PLoS ONE (Jan 2020)
COVID-19 and social services in Spain.
Abstract
During the state of alarm declared in Spain by COVID-19 due to the pandemic, the country's authorities declared Social Services and their workers to be essential, considering that the activity of these professionals with the vulnerable population was crucial and that services should continue to be provided to guarantee the well-being of users in this exceptionally serious situation. This article analyzes the impact that the COVID-19 and the state of alarm has had on Spanish social service professionals. An ad hoc questionnaire was used, administered on-line, individually, voluntarily and anonymously to 560 professionals working in social services, both in the public and private sectors, based throughout Spain. This questionnaire has five different parts: socio-demographic profiling, impact that the health crisis has had on the practice of professional functions, degree of knowledge of the measures imposed to guarantee the protection and safety of professionals and users, impact that it has had on the professional and personal development of social services professionals and, the fifth and last part, degree of adaptation of the measures aimed at the care of the vulnerable population.

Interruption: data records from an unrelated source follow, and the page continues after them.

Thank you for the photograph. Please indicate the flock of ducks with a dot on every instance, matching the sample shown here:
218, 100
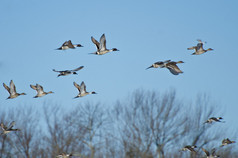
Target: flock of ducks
101, 50
211, 154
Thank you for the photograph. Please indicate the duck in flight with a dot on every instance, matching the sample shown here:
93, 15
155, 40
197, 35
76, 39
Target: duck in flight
214, 119
199, 48
212, 154
68, 44
160, 64
226, 142
63, 155
8, 129
189, 148
12, 90
101, 47
68, 72
171, 65
40, 90
82, 90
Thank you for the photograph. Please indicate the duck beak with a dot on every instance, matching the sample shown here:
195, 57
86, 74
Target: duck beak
149, 67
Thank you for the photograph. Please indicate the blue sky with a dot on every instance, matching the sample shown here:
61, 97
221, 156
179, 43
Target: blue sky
144, 32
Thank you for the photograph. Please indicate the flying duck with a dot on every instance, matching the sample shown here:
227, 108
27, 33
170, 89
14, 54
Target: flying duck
68, 44
212, 155
189, 148
63, 155
68, 72
12, 90
226, 142
199, 48
40, 90
8, 129
82, 90
214, 119
101, 47
160, 64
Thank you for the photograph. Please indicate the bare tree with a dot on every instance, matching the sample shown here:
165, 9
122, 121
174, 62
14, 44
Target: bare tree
149, 123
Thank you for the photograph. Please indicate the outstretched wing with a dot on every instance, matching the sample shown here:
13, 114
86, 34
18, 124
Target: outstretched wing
102, 42
11, 125
70, 45
194, 47
12, 88
6, 87
95, 42
83, 87
77, 69
57, 71
65, 43
3, 126
207, 153
174, 69
39, 89
77, 86
33, 87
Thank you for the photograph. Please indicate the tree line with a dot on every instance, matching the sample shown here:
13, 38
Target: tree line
147, 124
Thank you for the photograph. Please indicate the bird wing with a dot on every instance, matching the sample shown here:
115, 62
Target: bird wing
12, 88
70, 45
77, 86
213, 151
207, 153
65, 43
199, 46
79, 68
39, 89
190, 48
174, 69
11, 125
3, 126
95, 42
33, 87
102, 42
6, 87
83, 87
57, 71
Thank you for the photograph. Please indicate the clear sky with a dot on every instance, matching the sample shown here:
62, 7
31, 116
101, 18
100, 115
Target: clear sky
143, 31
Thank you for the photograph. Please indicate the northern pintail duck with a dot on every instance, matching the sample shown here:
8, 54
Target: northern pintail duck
160, 64
171, 65
214, 119
212, 155
189, 148
40, 90
173, 68
199, 48
226, 142
101, 47
82, 90
63, 155
12, 90
68, 72
8, 129
68, 44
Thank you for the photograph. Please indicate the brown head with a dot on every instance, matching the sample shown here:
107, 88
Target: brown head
209, 49
114, 49
79, 45
180, 62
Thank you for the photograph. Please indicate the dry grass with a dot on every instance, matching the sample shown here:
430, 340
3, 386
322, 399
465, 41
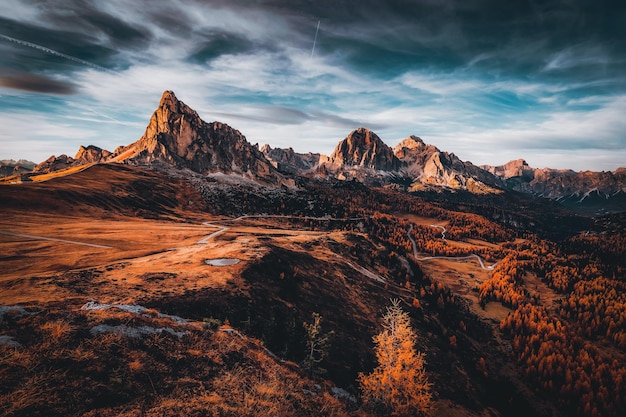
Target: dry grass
62, 370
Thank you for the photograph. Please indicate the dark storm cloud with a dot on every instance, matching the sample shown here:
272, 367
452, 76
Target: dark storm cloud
19, 40
37, 84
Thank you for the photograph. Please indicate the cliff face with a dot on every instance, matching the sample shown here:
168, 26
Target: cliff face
363, 148
178, 137
289, 161
85, 155
428, 166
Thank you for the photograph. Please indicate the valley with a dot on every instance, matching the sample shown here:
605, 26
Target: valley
181, 277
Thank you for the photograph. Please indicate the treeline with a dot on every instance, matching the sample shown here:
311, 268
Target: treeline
564, 347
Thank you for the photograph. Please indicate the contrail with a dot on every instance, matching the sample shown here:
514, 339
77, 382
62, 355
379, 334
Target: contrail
315, 40
53, 52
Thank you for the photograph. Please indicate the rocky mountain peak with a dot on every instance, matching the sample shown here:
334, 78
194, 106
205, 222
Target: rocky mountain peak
363, 148
91, 154
176, 136
412, 142
512, 169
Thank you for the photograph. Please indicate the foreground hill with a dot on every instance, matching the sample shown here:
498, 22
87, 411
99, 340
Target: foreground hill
159, 283
182, 335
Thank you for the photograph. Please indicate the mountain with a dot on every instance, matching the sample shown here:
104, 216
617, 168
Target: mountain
585, 190
289, 161
362, 148
427, 166
85, 155
10, 167
176, 136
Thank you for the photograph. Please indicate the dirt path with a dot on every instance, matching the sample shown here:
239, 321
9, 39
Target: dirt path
454, 258
54, 240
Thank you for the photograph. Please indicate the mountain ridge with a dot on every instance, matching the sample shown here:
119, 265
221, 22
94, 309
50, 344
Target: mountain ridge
176, 137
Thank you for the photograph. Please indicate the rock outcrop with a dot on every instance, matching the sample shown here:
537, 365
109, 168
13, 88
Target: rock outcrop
289, 161
85, 155
176, 136
428, 166
363, 148
10, 167
573, 189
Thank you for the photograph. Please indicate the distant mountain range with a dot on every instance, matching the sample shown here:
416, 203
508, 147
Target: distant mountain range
176, 137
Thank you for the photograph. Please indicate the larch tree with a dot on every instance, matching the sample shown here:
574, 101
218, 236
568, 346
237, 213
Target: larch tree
317, 345
399, 384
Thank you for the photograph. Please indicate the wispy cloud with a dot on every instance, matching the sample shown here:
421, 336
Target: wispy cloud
483, 79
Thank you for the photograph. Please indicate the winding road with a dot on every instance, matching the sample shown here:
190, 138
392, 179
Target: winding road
454, 258
52, 239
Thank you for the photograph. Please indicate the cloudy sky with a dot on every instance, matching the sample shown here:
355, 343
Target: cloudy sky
489, 80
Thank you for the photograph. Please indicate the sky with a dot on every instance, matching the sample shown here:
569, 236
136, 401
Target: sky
488, 80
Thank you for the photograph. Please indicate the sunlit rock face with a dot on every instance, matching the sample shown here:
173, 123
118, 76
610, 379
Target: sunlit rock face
428, 166
177, 136
363, 148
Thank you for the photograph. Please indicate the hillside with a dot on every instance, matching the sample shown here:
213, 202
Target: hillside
177, 276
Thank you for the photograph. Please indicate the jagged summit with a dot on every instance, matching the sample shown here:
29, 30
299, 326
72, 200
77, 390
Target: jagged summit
363, 148
412, 142
178, 137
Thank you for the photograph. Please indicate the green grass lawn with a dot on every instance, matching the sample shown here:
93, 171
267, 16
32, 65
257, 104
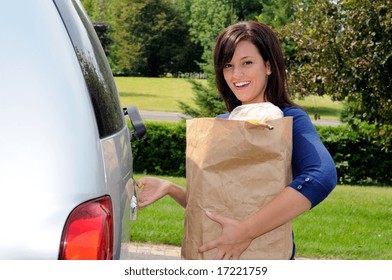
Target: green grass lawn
352, 223
163, 94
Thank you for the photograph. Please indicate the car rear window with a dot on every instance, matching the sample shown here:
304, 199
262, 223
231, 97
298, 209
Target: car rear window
96, 70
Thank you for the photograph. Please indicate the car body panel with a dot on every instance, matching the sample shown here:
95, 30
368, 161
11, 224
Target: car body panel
52, 155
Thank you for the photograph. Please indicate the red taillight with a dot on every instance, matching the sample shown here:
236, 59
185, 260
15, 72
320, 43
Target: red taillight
88, 232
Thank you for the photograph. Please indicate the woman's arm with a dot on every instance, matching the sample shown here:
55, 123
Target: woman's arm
153, 189
314, 176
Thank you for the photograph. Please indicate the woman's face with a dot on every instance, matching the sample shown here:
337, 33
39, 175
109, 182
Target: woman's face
247, 73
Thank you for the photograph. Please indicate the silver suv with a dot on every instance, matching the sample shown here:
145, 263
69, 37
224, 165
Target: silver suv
65, 154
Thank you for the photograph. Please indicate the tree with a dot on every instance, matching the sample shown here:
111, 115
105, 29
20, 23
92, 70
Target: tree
344, 50
151, 38
276, 13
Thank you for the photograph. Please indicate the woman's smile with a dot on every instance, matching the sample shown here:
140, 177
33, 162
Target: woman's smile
247, 73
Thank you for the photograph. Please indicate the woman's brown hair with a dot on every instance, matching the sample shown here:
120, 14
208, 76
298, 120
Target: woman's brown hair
270, 50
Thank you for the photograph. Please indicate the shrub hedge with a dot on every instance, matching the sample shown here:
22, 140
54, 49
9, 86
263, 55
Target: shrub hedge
359, 158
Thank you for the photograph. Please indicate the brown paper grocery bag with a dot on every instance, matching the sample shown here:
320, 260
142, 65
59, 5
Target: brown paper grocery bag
234, 168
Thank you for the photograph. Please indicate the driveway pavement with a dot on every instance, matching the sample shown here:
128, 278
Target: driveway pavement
148, 251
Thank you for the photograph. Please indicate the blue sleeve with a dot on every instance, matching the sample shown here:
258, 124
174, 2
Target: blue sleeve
314, 171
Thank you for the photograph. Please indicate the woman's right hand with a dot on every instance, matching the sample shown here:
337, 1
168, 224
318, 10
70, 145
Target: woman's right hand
151, 190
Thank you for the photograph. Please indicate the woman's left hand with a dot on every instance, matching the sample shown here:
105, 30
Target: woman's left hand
233, 241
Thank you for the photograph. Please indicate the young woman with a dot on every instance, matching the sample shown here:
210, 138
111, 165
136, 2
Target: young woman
249, 68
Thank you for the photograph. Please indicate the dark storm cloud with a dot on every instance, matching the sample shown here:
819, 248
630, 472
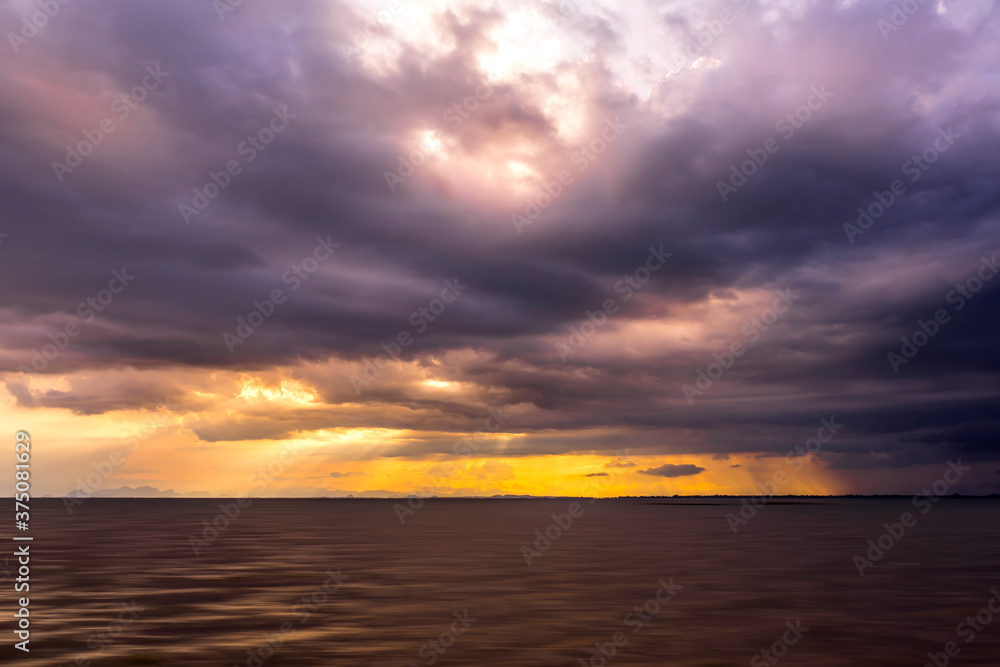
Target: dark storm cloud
324, 176
671, 470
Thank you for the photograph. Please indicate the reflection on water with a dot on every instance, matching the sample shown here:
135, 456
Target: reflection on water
451, 586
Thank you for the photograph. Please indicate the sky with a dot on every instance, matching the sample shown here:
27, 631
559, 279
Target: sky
460, 248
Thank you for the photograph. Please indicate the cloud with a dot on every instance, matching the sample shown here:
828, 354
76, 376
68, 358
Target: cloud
671, 470
656, 184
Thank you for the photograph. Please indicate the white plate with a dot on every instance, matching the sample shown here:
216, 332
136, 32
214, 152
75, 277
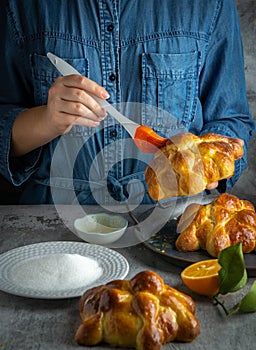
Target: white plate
113, 265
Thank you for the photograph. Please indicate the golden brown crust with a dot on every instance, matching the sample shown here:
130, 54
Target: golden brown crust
142, 312
188, 163
224, 222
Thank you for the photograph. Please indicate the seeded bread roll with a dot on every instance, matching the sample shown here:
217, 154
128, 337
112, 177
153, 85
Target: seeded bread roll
141, 313
225, 221
188, 163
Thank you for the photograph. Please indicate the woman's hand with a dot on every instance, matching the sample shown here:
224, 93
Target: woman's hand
70, 103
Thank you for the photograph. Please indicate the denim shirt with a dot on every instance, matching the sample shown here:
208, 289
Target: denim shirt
172, 65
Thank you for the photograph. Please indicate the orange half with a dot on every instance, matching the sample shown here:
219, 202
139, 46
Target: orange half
202, 277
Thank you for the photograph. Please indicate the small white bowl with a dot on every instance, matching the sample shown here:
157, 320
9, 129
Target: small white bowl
100, 228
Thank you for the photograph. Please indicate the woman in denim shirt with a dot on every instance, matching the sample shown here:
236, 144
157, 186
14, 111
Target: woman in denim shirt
173, 65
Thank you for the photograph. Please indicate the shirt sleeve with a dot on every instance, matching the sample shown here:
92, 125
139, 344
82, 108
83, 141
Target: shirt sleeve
223, 87
15, 96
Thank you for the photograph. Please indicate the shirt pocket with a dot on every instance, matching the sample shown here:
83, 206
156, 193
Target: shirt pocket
44, 74
170, 82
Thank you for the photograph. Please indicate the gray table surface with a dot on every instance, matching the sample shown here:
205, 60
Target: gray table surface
33, 324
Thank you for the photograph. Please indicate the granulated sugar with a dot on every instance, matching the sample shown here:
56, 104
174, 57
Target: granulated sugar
56, 272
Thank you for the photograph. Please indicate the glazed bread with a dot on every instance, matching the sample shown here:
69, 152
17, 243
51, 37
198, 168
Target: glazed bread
188, 163
224, 222
142, 313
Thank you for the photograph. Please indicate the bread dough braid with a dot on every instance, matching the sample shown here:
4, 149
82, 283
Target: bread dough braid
224, 222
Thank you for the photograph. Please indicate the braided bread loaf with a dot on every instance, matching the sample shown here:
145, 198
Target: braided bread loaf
188, 163
142, 313
224, 222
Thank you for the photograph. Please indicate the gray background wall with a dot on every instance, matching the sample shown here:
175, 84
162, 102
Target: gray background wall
247, 12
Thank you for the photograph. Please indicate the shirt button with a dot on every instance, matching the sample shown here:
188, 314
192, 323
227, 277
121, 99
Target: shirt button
110, 27
113, 134
112, 77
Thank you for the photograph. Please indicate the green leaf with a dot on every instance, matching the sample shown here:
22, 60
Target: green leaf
233, 274
248, 303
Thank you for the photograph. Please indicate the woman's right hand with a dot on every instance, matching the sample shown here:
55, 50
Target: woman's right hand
70, 103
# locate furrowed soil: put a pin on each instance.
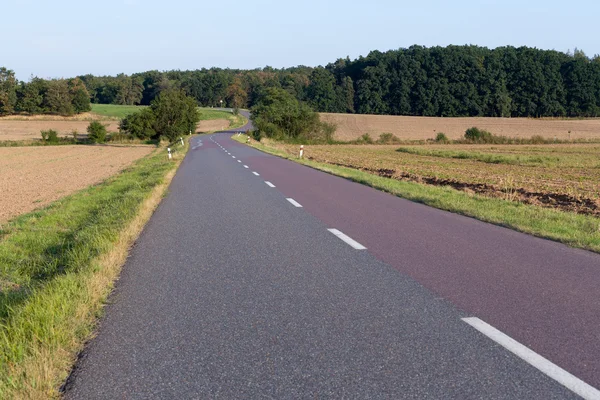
(33, 177)
(564, 177)
(353, 126)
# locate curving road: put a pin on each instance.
(261, 278)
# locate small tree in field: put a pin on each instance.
(96, 132)
(175, 114)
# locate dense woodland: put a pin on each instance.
(437, 81)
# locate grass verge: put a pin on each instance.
(575, 230)
(57, 266)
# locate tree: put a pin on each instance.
(8, 91)
(140, 124)
(176, 114)
(80, 97)
(281, 116)
(31, 95)
(58, 99)
(236, 95)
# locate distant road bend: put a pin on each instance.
(260, 278)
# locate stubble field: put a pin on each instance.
(559, 176)
(33, 177)
(353, 126)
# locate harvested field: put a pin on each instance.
(212, 125)
(33, 177)
(11, 129)
(353, 126)
(564, 177)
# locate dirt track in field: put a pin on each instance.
(33, 177)
(30, 129)
(353, 126)
(212, 125)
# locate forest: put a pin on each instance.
(437, 81)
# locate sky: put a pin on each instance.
(66, 38)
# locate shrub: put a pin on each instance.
(96, 132)
(387, 138)
(366, 138)
(50, 136)
(139, 124)
(478, 135)
(441, 138)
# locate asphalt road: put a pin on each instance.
(233, 291)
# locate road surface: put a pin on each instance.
(260, 278)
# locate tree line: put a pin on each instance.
(436, 81)
(41, 96)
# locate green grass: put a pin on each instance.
(575, 230)
(49, 260)
(114, 110)
(512, 159)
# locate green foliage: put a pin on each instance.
(175, 114)
(139, 124)
(8, 91)
(116, 111)
(478, 135)
(441, 138)
(280, 116)
(50, 136)
(96, 132)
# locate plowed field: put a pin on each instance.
(353, 126)
(564, 177)
(32, 177)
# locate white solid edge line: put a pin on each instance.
(347, 239)
(566, 379)
(294, 202)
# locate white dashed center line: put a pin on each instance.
(353, 243)
(294, 202)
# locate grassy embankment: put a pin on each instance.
(576, 230)
(57, 266)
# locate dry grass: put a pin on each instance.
(353, 126)
(32, 177)
(49, 366)
(30, 129)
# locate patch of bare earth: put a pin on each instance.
(11, 129)
(353, 126)
(212, 125)
(33, 177)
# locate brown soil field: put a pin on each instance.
(560, 176)
(11, 129)
(33, 177)
(212, 125)
(353, 126)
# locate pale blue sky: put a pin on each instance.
(64, 38)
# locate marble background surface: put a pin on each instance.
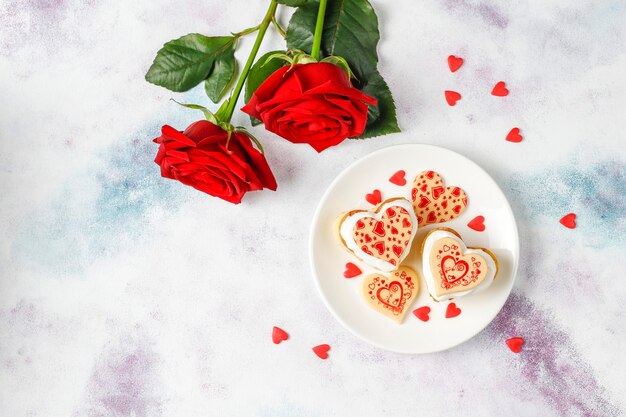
(125, 294)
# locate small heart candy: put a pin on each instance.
(322, 351)
(477, 223)
(452, 97)
(452, 311)
(374, 197)
(422, 313)
(398, 178)
(278, 335)
(515, 344)
(500, 90)
(351, 270)
(514, 135)
(454, 63)
(569, 221)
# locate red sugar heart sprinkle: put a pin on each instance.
(278, 335)
(452, 97)
(322, 351)
(515, 344)
(569, 221)
(374, 197)
(422, 313)
(398, 178)
(351, 270)
(477, 223)
(514, 135)
(452, 311)
(454, 63)
(500, 89)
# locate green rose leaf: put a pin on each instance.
(262, 68)
(293, 3)
(222, 76)
(350, 31)
(184, 62)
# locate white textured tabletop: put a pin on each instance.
(125, 294)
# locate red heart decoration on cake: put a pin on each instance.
(454, 63)
(322, 351)
(515, 344)
(477, 223)
(278, 335)
(422, 313)
(432, 202)
(514, 135)
(569, 220)
(390, 294)
(453, 270)
(374, 197)
(452, 97)
(351, 270)
(452, 311)
(398, 178)
(500, 89)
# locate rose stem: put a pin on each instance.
(319, 29)
(232, 101)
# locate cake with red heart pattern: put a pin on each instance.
(451, 269)
(391, 295)
(434, 203)
(381, 238)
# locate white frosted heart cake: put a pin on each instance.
(451, 269)
(381, 238)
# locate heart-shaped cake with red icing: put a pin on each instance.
(381, 238)
(391, 295)
(434, 203)
(451, 269)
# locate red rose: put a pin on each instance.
(310, 103)
(199, 157)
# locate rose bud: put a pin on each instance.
(311, 103)
(203, 158)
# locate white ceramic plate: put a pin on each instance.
(343, 296)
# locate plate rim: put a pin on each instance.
(315, 220)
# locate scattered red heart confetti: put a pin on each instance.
(351, 270)
(454, 62)
(374, 198)
(452, 311)
(422, 313)
(477, 223)
(569, 221)
(398, 178)
(500, 89)
(514, 135)
(452, 97)
(322, 351)
(278, 335)
(515, 344)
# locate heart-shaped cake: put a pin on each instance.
(381, 238)
(434, 203)
(451, 269)
(392, 296)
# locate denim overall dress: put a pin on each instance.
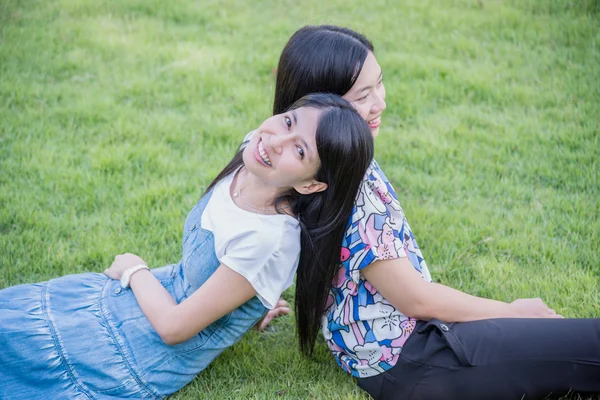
(83, 337)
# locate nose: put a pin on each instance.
(379, 104)
(276, 142)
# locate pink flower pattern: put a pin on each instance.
(363, 330)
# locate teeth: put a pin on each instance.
(263, 154)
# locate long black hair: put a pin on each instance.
(345, 147)
(326, 59)
(319, 59)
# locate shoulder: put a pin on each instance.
(376, 194)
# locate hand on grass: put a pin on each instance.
(121, 263)
(281, 308)
(533, 308)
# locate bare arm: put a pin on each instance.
(404, 288)
(223, 292)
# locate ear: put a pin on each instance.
(310, 187)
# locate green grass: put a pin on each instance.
(115, 115)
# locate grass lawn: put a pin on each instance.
(115, 115)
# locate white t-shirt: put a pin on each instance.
(264, 249)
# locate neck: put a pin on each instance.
(256, 192)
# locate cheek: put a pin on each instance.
(363, 110)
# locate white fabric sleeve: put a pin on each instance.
(267, 260)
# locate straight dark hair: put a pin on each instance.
(326, 59)
(319, 59)
(345, 148)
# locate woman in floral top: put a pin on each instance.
(382, 317)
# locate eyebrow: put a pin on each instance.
(304, 143)
(369, 87)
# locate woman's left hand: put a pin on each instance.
(122, 263)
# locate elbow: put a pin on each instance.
(419, 308)
(169, 334)
(172, 334)
(170, 339)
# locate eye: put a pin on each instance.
(363, 98)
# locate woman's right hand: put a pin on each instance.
(533, 308)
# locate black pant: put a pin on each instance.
(505, 359)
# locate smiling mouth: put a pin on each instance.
(375, 122)
(263, 154)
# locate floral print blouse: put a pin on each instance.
(363, 330)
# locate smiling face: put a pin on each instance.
(283, 150)
(367, 94)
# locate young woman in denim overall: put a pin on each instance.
(384, 320)
(88, 336)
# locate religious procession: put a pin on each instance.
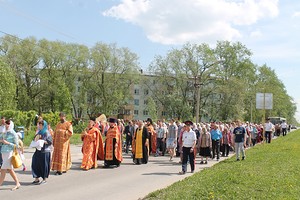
(107, 139)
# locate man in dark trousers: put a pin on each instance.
(129, 131)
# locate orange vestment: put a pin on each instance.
(61, 158)
(92, 148)
(113, 133)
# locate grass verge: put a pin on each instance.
(270, 171)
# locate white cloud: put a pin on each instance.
(178, 22)
(256, 34)
(296, 14)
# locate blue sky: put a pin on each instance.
(269, 28)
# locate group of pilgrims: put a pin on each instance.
(107, 140)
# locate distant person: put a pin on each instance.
(161, 132)
(152, 135)
(61, 157)
(226, 141)
(140, 144)
(268, 128)
(254, 135)
(9, 140)
(2, 132)
(128, 131)
(92, 147)
(204, 145)
(172, 138)
(284, 128)
(40, 164)
(21, 150)
(189, 139)
(113, 145)
(239, 138)
(216, 136)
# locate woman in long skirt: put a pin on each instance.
(41, 157)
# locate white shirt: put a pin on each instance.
(283, 125)
(189, 138)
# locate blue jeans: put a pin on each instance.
(239, 146)
(1, 161)
(188, 155)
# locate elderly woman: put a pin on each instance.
(204, 143)
(41, 158)
(10, 139)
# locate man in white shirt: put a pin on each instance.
(188, 145)
(269, 128)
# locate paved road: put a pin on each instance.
(128, 182)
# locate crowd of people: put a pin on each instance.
(141, 139)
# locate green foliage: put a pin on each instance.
(54, 76)
(267, 173)
(7, 87)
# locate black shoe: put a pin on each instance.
(35, 182)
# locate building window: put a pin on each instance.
(145, 112)
(136, 91)
(146, 92)
(136, 102)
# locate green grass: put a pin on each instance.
(270, 171)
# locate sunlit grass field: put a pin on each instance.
(270, 171)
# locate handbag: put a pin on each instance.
(16, 159)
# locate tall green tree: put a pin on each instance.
(23, 57)
(235, 75)
(7, 87)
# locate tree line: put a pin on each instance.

These results are discussed based on the situation in which professionals working in this sector find themselves in the face of the changes they are experiencing in the development of their work, and we are able to determine the profile of the workers who have felt most affected by the situation, with the consequent and foreseeable mental and emotional affectation that this implies. These professionals tend to value more negatively the set of measures developed to mitigate the impact of COVID-19 on Spanish social services.